Typing for ABO and Rh factors is performed similarly.
Cross-matching tests for agglutination of donor RBCs by recipient serum and vice versa.
Example: Blood Typing Results
Type AB: Agglutinates with both anti-A and anti-B sera.
Type A: Agglutinates with anti-A serum only.
Type B: Agglutinates with anti-B serum only.
Type O: No agglutination with either serum.
Summary Table: Blood Groups, Antigens, Antibodies, and Compatibility
Blood Type | Antigens on RBCs | Antibodies in Plasma | Can Donate To | Can Receive From |
|---|---|---|---|---|
A | A | Anti-B | A, AB | A, O |
B | B | Anti-A | B, AB | B, O |
AB | A, B | None | AB | All types |
O | None | Anti-A, Anti-B | All types | O |
Key Equations and Concepts
Hematocrit: Percentage of RBCs in total blood volume.

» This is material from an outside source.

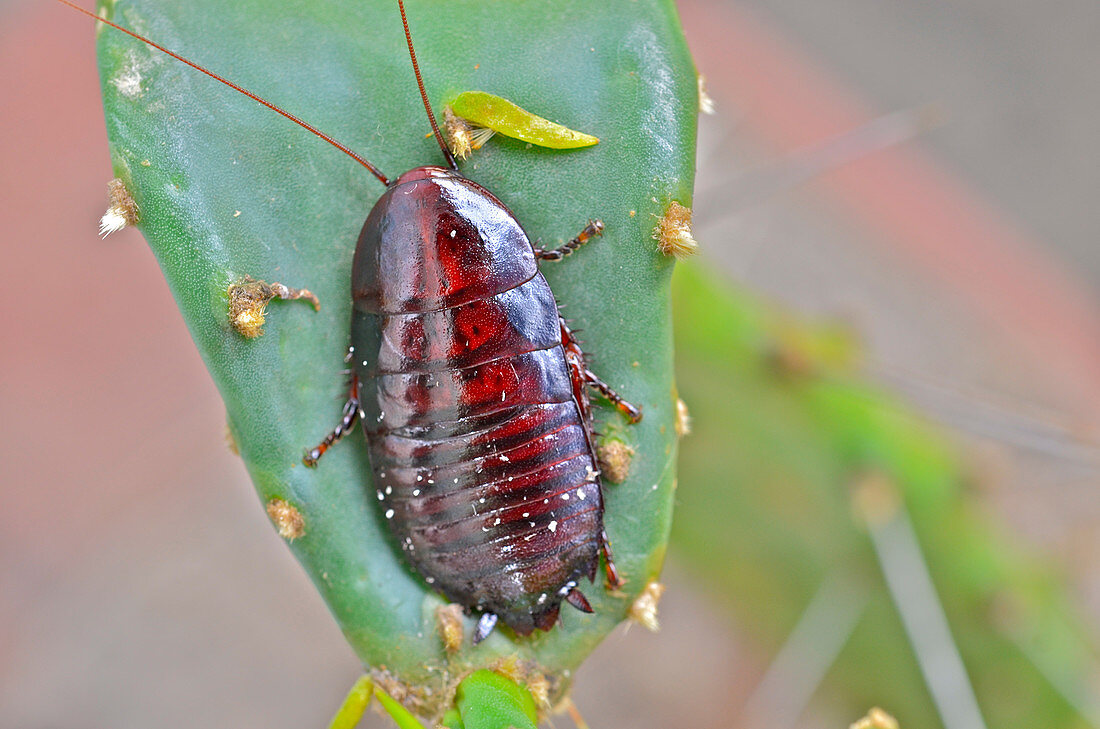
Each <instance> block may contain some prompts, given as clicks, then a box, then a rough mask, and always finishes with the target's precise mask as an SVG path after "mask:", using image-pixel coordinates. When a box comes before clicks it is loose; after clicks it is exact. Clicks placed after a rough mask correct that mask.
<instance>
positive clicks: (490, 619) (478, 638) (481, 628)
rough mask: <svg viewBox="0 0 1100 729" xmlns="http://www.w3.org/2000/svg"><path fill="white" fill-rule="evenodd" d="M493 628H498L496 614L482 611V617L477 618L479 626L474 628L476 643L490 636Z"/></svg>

Clinical Application Example
Blood Transfusion: A patient with type B blood can safely receive type B or type O blood, but not type A or AB, to avoid agglutination and transfusion reactions.
Hemolytic Disease of the Newborn: Prevented by administering RhoGAM to Rh− mothers after delivery of an Rh+ baby.
Additional info: This guide expands on the provided slides and notes with definitions, clinical context, and tables for clarity and exam preparation.